La litanie reprend. Le comique se mêlant parfois au dramatique.
• Vendredi 27 décembre. Deux mères de famille, n’ayant manifestement pas bu que de l’eau, braquent le patron d’un tabac- presse de Vichy. La première porte sur la tête la petite culotte de la fille de l’autre. La seconde brandit le pistolet mitrailleur en plastique du fils de sa complice. Le buraliste la désarme et la police les rattrape. Mardi, le tribunal de Cusset qualifie les faits de tentative de vol aggravé et condamne les femmes à quatre ans de prison dont trois ferme.

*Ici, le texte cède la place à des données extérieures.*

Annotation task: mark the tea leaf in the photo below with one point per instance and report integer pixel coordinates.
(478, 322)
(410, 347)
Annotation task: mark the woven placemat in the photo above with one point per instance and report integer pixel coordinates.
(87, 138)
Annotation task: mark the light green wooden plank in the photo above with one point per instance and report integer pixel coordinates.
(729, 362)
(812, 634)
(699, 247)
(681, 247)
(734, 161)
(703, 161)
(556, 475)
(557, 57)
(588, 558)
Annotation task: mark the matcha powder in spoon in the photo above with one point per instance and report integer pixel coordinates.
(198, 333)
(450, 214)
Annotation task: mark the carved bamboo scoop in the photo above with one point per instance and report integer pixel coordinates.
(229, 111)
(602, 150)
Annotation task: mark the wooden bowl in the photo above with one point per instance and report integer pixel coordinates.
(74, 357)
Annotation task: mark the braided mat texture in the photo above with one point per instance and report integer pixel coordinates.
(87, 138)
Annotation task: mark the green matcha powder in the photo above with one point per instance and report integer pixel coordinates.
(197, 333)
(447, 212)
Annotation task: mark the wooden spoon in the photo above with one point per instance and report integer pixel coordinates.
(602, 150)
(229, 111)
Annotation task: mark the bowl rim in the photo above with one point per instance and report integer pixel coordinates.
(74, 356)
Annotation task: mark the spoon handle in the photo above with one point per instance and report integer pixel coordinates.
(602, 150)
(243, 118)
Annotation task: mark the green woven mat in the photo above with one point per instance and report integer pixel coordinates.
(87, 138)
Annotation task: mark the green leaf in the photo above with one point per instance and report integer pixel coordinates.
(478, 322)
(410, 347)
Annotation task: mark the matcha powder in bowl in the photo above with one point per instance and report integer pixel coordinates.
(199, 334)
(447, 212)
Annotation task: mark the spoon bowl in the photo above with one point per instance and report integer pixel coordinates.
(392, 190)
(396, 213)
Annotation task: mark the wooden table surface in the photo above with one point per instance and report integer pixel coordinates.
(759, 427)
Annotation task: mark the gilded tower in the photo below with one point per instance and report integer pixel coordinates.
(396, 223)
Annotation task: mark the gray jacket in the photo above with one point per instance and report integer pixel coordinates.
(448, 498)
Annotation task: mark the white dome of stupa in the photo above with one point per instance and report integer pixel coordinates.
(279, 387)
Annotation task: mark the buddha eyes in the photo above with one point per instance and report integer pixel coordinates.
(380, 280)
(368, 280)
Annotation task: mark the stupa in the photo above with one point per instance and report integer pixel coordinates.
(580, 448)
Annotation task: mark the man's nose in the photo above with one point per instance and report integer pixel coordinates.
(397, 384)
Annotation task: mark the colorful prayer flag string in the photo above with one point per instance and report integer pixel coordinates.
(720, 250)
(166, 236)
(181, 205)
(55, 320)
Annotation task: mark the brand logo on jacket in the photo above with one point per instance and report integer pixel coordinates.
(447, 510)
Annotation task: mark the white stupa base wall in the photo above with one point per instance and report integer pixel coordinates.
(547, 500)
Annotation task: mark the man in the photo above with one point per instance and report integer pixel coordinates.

• Lundi 30 décembre. Dans le Doubs, à Montbéliard-les-Courcelles, une femme masquée entre dans le tabac (déjà attaqué en 2012) et réclame la caisse. L’arrivée d’un client la fait fuir juste après avoir dérobé une cartouche. Un quart d’heure après, on suppose que c’est la même femme qui, une arme au poing cette fois, réclame sa caisse à un buraliste de Montbéliard. Ce dernier lui demande de déguerpir … Elle obtempère.
Dans la soirée, un tabac-presse de Castelnaudary, dans l’Aude, voit l’irruption de deux hommes cagoulés, armés d’un revolver et d’une bombe lacrymogène. Ils ordonnent au buraliste et aux deux clients de s’allonger au sol et s’enfuient avec la caisse et des cartouches.
Un peu plus tard, plusieurs hommes encagoulés forcent le buraliste d’un bar-tabac-PMU de Chateauneuf-les-Martigues (Bouches-du-Rhône) et ses cinq clients de se coucher à terre. Le temps de s’emparer de la caisse.
• Mardi 31 décembre. Au matin, un buraliste du centre de Valence est menacé par deux encagoulés qui lui réclament sa caisse en agitant une bombe lacrymogène. Devant sa résistance, il est frappé durement ainsi qu’un client. Les malfaiteurs sont repartis sans le butin escompté.
A peu près au même moment, le buraliste de Saint-Nazaire-Le Pezan (Hérault) se voit contraint de remettre sa caisse à deux malfaiteurs armés.